Thanks for the compliments, and good luck with those angels


----------



## Anthony

How long didi it take for your hairgrass to spread like that.


----------



## unirdna

Anthony said:


> How long didi it take for your hairgrass to spread like that.


Start









2 weeks









4 weeks









6 weeks









8 weeks 









12 weeks









15 weeks









17 weeks









20 weeks









25 weeks









30 weeks


----------



## plantbrain

It's a weed.

Takes a while to get going but once it does, it's a very nice foreground, midground plant.

Does well in ANY substrate, plain sand to soil based subs and kitty litter.

Main things, lots of CO2, good KNO3 dosing, like most plants.

EC is light weight and makes planting more difficult than others, I found flourite and onyx to do better with hair grass though than EC which I tried out with hair grass also.

The gar tank has onyx in it and it's 2-3x the density of EC. EC will grow it, I do not doubt that, but planting/replanting /uprooting is more difficult the lighter the substrate is. 

Regards, 
Tom Barr


----------



## silicagel

lol, finally got tired of the micranthemoides, eh unirdna?

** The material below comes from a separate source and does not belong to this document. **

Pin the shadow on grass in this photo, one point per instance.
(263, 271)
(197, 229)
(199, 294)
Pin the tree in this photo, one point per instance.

I think it'd be interesting to use the plant to carpet the foreground and midground of a tank with a lot of invertibrates.


----------



## Abrium

I don't mean to resurrect an old thread but I wanted to know if I can take HG blades and just shove them into the substrate to promote propagation? I don't mean the roots that have been unrooted I mean the actual leaves. If I push them into the substrate will they produce runners? Anyone came across this?


----------



## Jeffww

Nope they don't. But it's possible to do it with emersed leaves and in vitro cultivation.


----------